Michael J. Bryant Memorial Foundation
Michael J. Bryant was a co-owner of Calkins Creamery with his siblings. He passed away in 2007, ironically in the same year Montgomery sold her first cheese notes Bomgardner. A year later, The Michael J. Bryant Memorial Fund was established in memory of the Calkins Creamery co-owner. “Mike had several challenges in his life,” Bomgardner says of her brother. “It gave him a special sensitivity to people who had such needs.” The family decided that funding grant awards to individually challenged Wayne County residents and helping local nonprofit community organizations was the best way to honor Michael. “For instance, our fund sent a woman with Down Syndrome to Disney because she always wanted to go to Disney and couldn’t afford a plane ticket.” This year, the grants awarded included helping the local 4-H club bring on sign language interpreters for two members; aiding the local high school in building a transition classroom to teach independent living skills; and, providing an elementary school with materials to build a “Sensory Pathway” to encourage student movements. The foundation is primarily funded by the families’ Annual Herd The Curd Race, held in September.
Herd The Curd Race
Each Labor Day weekend at Highland Farms, around 300 participants, runners and walkers, gather for the family’s Annual Herd The Curd 5K and 10K. “We say it’s the cheesiest race in Pennsylvania, if not the country” Carrie Bomgardner says. The race is the biggest fundraiser for the Michael J. Bryant Memorial Foundation. Herd The Curd has raised $135,000 since the race began in 2013.

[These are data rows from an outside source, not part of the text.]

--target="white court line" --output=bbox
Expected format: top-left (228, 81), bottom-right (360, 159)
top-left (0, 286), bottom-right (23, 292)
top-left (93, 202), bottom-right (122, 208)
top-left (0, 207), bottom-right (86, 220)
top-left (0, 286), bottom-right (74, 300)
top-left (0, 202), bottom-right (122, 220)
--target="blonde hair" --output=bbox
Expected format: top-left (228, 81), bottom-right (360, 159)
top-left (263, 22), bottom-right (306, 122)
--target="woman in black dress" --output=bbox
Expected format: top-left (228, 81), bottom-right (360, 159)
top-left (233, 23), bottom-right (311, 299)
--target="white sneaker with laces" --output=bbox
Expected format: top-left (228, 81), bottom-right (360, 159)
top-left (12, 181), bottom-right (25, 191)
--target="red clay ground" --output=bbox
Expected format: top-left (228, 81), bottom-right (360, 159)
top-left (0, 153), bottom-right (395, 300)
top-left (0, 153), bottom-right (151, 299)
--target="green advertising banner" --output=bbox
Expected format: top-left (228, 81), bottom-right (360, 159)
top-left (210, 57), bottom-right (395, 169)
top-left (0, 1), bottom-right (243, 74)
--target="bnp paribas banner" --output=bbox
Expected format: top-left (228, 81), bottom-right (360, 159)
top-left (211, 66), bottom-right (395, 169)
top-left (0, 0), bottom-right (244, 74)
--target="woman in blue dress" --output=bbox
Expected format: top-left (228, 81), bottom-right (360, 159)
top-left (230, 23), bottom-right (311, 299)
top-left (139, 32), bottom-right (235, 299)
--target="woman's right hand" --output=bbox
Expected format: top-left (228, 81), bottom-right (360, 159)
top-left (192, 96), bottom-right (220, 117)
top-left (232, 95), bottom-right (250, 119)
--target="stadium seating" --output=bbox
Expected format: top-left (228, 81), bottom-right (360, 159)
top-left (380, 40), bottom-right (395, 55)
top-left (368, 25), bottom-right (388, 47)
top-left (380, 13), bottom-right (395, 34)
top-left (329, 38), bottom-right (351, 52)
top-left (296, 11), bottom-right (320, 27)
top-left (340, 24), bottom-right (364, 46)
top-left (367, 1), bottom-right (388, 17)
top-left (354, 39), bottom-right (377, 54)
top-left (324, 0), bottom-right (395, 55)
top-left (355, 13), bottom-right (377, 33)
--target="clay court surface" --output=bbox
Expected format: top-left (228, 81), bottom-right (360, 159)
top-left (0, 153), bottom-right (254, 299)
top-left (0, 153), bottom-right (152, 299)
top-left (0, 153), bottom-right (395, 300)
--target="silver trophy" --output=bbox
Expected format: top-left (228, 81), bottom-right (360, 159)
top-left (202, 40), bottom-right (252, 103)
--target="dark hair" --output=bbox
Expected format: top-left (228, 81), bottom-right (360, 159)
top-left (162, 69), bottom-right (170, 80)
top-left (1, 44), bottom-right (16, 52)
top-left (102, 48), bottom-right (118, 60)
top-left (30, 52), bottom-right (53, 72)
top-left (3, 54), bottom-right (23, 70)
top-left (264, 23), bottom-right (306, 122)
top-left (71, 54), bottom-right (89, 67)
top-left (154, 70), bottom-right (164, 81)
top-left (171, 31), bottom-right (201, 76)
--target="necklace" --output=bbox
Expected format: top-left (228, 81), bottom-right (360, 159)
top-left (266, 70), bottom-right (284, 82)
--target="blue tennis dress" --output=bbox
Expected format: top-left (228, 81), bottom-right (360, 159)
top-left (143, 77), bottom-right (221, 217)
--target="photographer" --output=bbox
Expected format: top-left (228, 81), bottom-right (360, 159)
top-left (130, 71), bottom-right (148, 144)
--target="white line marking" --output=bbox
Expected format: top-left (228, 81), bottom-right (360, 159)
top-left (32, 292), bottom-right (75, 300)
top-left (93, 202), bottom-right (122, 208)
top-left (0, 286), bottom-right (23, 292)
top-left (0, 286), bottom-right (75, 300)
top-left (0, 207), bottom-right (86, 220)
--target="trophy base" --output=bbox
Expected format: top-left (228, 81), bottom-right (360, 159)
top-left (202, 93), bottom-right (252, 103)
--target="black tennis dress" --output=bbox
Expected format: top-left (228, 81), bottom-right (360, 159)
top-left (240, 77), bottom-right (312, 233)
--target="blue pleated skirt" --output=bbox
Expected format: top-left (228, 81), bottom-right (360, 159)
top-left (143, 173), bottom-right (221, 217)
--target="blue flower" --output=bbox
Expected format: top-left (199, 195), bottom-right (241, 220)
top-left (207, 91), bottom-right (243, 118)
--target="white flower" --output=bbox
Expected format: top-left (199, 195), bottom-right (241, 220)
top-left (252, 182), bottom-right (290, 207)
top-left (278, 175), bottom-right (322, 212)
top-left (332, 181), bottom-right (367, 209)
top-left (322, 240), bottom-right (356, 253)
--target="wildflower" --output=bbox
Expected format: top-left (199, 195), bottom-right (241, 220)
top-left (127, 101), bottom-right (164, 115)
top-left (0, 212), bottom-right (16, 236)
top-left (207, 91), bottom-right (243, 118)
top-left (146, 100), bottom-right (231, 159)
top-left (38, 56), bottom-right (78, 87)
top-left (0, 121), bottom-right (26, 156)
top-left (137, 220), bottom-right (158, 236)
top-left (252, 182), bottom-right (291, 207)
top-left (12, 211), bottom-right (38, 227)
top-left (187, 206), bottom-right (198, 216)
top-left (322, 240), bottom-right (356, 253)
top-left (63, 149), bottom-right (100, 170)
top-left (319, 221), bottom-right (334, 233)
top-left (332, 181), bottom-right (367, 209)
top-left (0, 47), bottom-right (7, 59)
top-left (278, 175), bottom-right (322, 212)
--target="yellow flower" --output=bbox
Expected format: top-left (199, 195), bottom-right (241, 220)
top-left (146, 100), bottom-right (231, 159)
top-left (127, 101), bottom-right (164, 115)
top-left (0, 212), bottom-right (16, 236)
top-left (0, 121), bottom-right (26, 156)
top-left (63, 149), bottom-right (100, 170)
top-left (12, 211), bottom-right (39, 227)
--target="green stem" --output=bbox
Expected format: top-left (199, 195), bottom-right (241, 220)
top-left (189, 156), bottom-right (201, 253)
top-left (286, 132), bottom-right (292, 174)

“We always tell people the race is cross-country style. It’s one of the most scenic and beautiful courses, but it’s not the easiest one,” Bomgardner says. The upcoming 11th Annual Herd The Curd race is Saturday, September 2. “Dad is usually finishing up milking when the race is getting started.” And as long as there’s interest, Bomgardner says, they’ll keep doing the race. “My dad would tell you, it’s like a community ‘Welcome Home’ event. People come through and get to see the cows and the barn cats and then get some good dairy products including chocolate milk and cheese curds at the end of the race, so it’s been a win-win.”
The tenth anniversary Herd The Curd race generated $21,000 for the Michael J. Bryant Memorial Fund.
Emily’s son Rylan Montgomery (left) presents the overall 2022 5K Herd The Curd winner, Joe Murray, with his wheel of cheese award.